A la manière du fou des œuvres de Shakespeare, les gédés, au-delà des farandoles joyeuses, des plaisanteries grossières, sont les messagers de l’autre monde, porteur de vérité faisant et défaisant le destin des vivants. Gédé Plumaj s’est un jour adressé à une mambo, le hounsi qui était possédé avait revêtu une cape pailletée et s’éventait lascivement : « Tu veux des zombis Mamzelle Mambo ? J’ai plein de zombie dans mon cimetière, garçon, fille, choisi ! Ils travaillent pour toi ! » Le simulacre de vente d’esclaves fait partie des facéties des esprits.
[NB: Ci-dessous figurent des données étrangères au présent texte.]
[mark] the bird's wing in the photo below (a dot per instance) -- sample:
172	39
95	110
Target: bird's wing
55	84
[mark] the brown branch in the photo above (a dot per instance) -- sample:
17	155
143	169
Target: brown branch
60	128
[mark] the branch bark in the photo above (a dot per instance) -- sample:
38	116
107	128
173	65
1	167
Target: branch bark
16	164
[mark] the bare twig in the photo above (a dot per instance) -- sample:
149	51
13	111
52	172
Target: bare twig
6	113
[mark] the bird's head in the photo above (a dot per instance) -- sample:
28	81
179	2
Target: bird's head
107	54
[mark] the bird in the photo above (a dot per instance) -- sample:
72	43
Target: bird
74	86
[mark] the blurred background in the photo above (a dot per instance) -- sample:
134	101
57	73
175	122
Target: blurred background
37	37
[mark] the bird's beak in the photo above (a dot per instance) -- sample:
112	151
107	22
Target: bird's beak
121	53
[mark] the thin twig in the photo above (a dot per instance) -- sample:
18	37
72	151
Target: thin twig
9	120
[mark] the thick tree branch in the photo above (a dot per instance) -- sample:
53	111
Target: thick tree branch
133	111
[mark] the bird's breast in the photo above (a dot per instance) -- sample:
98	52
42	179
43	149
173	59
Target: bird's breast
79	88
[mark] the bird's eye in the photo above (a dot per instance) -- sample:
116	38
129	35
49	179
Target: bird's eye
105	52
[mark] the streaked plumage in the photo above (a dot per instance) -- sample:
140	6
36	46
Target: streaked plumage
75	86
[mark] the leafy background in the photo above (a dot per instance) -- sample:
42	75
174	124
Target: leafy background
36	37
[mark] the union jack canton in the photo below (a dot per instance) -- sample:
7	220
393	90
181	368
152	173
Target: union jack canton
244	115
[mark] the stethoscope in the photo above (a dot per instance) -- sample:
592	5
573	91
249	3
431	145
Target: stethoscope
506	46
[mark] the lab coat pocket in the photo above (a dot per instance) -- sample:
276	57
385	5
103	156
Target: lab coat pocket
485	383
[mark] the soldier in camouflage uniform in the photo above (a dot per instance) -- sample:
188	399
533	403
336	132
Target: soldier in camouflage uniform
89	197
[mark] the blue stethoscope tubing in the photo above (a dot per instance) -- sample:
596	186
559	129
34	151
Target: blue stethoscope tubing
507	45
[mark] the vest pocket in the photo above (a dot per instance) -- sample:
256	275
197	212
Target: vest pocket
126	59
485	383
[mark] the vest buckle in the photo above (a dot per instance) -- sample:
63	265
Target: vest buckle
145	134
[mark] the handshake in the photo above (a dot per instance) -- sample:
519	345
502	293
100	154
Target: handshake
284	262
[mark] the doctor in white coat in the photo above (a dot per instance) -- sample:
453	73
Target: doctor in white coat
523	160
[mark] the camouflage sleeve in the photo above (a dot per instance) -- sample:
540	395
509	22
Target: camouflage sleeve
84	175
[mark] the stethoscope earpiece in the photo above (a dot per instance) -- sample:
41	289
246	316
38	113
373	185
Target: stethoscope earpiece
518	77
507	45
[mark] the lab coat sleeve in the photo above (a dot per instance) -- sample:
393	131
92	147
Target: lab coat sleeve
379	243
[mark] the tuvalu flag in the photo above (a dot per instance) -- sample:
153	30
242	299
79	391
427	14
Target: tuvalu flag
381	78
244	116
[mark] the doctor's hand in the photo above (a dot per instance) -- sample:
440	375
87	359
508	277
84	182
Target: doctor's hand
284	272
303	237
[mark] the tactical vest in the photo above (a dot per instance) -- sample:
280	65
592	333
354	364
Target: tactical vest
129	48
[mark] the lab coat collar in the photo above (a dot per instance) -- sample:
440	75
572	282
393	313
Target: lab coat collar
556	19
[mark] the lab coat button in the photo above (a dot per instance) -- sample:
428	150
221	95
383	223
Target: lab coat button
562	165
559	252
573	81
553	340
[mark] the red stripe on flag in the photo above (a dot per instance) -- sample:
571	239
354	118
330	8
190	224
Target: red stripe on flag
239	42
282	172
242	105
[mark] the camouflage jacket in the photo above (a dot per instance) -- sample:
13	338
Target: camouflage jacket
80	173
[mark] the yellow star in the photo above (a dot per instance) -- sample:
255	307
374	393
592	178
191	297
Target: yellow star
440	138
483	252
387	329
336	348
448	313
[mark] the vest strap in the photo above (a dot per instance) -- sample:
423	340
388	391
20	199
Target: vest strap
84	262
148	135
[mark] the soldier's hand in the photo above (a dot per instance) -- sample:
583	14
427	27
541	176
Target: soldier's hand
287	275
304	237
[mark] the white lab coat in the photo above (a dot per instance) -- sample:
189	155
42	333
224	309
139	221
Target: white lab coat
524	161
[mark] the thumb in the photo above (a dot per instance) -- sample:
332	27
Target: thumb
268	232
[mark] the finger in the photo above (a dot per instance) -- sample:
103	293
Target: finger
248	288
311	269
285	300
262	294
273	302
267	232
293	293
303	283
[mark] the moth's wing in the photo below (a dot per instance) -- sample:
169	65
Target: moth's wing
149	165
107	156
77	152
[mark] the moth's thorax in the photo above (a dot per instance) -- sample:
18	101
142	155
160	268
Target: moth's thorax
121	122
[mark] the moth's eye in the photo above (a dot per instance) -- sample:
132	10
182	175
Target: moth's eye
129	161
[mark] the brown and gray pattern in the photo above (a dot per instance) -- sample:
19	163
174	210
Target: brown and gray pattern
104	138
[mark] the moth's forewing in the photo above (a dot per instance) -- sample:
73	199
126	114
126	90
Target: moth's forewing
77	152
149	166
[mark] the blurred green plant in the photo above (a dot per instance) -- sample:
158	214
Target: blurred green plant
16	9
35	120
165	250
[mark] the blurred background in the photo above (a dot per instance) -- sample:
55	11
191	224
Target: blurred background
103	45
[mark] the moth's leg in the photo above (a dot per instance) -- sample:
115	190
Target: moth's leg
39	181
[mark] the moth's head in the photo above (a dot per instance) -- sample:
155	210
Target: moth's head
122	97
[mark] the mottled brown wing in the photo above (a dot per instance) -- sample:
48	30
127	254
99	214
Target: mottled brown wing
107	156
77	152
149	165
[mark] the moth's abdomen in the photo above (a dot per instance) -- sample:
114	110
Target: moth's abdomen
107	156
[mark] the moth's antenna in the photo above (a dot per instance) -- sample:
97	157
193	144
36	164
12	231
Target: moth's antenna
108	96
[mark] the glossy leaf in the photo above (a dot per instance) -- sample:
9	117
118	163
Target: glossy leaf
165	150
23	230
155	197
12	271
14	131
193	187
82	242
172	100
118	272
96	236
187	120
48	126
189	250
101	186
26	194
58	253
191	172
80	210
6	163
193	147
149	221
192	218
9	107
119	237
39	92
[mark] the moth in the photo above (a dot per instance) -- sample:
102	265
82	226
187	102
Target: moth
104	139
En rejouant un traumatisme commun de manière grotesque, en se l’appropriant ils sont les thaumaturges d’une mémoire collective douloureuse. On peut penser, au travers de cet exemples et de nombreux autres, qu’il serait incorrect de dire que les gédés ne s’intéressent qu’au corps défunts.

La mort libératrice

Pour comprendre ce rapport à la mort libératrice, il est intéressant de se pencher sur l’étymologie de baron.

Ba-boun, en langue fon, est celui qui a outrepassé un tabou, qui a rompu le sacré. Une hypothèse avancée par Max Beauvoir serait qu’il a été puni de la peine de mort pour un crime commis, pourtant Baron est immortel, le seul immortel à voir à la mort de près, et par la ruse, à s’en dégager. Il devient donc le fossoyeur du cimetière et veille sur le corps, mais il est aussi le passeur sur le bateau d’Agwe, le loa tantôt capitaine tantôt pirate.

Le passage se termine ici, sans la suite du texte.